The server endpoint is: s-b92e2a6b98e44b198.server.transfer.us-west-2.amazonaws.com

This server is configured for SFTP connections with three AZ’s and subnets and is publically accessible. We have IAM roles and policies to limit who can access the server along with Cognito authentication to limit what external user’s can access it.

Note that for a user to access the SFTP server, a local user must be created by the admin.

How to create a User

  1. Log into the AWS Console and make sure you’re in the right us-west-2 region
  2. Search for AWS Transfer in the search bar
  3. Select the Servers link in the left hand menu bar
  4. You should see the server id - s-b92e2a6b98e44b198
  5. Select it and scroll down to the Users section.
  6. Note the already created list of users.
  7. Click the Add User button to create a new user.
  8. Enter a new user
  9. Select the role - grade-rc_transfer-s3-role for the user. This allows the local account and AWS transfer service to have access to the GRADE RC s3 bucket
  10. Please note that a RSA public/private keypair is also needed. Please add the public key to the new user you are creating for the transfer server.
  11. Click Add when you are complete.

The user should now have passwordless access to the sftp server at the endpoint url noted above.

AWS Transfer Logs

Logs can be found in the /aws/transfer/s-b92e2a6b98e44b198 Log group under CloudWatch.

AWS Cognito

The Cognito component consists of a User Pool and and Identity Pool.

User Pool

User Pool Name: grade-rc_s3_user_pool

User pools are specifically for authentication (identity verification).

This user pool is where we onboard new users for access to the S3 buckets. We also define an app client - grade-rc_s3_transfer.
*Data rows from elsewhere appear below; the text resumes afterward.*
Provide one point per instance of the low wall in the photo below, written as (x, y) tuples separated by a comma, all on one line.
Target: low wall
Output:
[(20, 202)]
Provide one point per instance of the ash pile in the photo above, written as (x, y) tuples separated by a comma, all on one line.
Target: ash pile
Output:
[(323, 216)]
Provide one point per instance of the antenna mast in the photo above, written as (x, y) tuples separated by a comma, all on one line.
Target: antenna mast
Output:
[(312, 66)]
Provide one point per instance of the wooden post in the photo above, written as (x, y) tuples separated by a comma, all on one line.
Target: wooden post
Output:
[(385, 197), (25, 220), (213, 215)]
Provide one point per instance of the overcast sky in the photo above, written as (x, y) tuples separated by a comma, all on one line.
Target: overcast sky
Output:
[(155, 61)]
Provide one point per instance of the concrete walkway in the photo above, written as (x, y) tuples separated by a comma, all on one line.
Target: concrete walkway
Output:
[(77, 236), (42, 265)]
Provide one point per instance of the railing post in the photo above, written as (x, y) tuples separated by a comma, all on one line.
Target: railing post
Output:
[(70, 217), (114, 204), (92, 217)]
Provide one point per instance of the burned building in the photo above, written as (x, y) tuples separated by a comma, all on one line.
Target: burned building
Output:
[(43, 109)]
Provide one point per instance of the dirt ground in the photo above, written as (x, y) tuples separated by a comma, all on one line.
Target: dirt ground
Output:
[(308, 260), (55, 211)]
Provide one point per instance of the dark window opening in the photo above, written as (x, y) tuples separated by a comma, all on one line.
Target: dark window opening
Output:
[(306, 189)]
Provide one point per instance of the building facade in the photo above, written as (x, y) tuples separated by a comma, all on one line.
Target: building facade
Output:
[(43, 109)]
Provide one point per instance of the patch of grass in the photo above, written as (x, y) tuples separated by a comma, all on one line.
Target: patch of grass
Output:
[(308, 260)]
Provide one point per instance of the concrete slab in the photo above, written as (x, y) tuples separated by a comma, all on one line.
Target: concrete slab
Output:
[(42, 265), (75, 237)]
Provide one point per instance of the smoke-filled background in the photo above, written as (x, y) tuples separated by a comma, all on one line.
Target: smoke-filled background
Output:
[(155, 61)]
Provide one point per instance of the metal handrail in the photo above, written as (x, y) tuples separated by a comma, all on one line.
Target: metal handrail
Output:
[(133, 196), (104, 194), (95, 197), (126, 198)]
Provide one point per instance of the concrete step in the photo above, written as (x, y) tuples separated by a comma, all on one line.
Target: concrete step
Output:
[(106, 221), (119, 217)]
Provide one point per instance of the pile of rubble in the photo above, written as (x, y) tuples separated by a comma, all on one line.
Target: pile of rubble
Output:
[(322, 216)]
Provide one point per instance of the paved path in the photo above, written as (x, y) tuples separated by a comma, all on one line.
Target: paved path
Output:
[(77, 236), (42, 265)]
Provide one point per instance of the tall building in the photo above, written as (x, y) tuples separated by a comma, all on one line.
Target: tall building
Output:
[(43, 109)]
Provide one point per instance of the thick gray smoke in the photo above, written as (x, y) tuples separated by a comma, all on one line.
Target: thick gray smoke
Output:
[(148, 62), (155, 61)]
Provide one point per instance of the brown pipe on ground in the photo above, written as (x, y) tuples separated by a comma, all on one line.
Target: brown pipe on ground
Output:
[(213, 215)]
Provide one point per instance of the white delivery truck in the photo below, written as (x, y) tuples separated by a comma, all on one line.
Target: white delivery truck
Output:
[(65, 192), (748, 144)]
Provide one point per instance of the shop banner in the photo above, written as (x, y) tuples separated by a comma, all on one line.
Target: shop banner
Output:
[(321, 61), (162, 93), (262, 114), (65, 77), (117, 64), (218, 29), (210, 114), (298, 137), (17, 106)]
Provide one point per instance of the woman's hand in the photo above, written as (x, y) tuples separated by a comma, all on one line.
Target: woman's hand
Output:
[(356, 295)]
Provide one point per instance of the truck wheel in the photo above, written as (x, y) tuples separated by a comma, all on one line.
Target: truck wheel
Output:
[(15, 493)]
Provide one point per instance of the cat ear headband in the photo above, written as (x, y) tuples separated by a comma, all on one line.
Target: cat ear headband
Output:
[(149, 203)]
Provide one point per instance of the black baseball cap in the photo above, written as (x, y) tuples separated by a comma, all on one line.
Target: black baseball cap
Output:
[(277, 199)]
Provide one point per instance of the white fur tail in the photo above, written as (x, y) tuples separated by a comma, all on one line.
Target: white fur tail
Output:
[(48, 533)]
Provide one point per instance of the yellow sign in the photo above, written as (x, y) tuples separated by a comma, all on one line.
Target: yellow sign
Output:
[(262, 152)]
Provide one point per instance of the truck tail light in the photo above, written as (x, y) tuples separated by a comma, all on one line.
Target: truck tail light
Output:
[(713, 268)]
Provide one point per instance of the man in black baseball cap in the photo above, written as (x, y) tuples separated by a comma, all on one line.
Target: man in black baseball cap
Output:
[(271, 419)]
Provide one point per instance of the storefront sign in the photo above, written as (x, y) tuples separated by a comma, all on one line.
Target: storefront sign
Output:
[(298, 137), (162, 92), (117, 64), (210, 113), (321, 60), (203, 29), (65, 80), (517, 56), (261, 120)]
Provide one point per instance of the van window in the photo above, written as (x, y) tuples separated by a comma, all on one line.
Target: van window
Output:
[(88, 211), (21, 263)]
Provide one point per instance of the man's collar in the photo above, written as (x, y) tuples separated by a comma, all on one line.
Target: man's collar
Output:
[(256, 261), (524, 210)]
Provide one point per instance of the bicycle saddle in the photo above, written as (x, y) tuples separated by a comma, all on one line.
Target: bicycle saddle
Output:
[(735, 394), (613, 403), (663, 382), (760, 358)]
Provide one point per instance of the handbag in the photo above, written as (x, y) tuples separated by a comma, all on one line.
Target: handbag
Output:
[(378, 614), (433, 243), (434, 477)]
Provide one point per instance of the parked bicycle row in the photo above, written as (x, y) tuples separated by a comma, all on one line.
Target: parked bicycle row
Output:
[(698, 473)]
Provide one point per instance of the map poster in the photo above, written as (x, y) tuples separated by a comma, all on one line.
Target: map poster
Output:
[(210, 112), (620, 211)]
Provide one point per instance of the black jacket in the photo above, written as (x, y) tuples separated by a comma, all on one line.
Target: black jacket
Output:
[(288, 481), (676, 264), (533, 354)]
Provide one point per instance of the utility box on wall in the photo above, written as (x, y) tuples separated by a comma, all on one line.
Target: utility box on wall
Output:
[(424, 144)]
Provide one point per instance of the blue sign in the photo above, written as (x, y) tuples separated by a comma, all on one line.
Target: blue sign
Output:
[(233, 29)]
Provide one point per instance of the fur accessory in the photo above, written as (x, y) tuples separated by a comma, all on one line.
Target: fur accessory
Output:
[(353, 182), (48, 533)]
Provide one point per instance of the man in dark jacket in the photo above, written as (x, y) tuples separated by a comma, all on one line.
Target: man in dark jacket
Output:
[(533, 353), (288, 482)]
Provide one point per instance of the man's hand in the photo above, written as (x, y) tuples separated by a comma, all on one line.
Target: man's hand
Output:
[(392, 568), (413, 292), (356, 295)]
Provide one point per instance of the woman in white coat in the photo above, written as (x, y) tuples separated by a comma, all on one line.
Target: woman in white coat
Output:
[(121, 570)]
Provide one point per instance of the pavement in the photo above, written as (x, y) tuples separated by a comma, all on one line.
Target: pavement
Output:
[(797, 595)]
This app is an entity within a user pool that has permission to call unauthenticated API operations as defined by AWS.

To access the Identity Pool

  1. Log into the AWS Console and make sure you’re in the right us-west-2 region
  2. Search for Cognito
  3. Click the Manage User Pools button
  4. Select the User pool - grade-rc_s3_id_pool

You should be able to update the configuration settings for the user pool by just selecting the pool and making the configuration changes directly.

Identity Pool

Identity Pool name: grade-rc_s3_id_pool

Identity pools are specifically for authorization (access control).

The identity pool is where we link our application, in this case the transfer of files to S3 to our authenticated users from the user pool.

To access the Identity Pool

  1. Log into the AWS Console and make sure you’re in the right us-west-2 region
  2. Search for Cognito
  3. Click the Manage Identity Pools button
  4. Select the Identity pool - grade-rc_s3_id_pool
  5. Click the Edit identity pool link in the upper left of the page.

Note that this identity pool is configured with the user pool id from above and the client app id from the user pool as well.

AWS S3 buckets

Files for GRADE RC will be transferred to the bucket - grade-rc-bucket-staging. Additional buckets can be added where needed.

Bash scripts for automating Cognito signup and authentication

We have also provided users with 2 bash scripts.

  • One script for signup and authentication into Cognito.
  • The other script after the user has been on-boarded, which is for authenticating the user and automating transfers into our Grade RC bucket.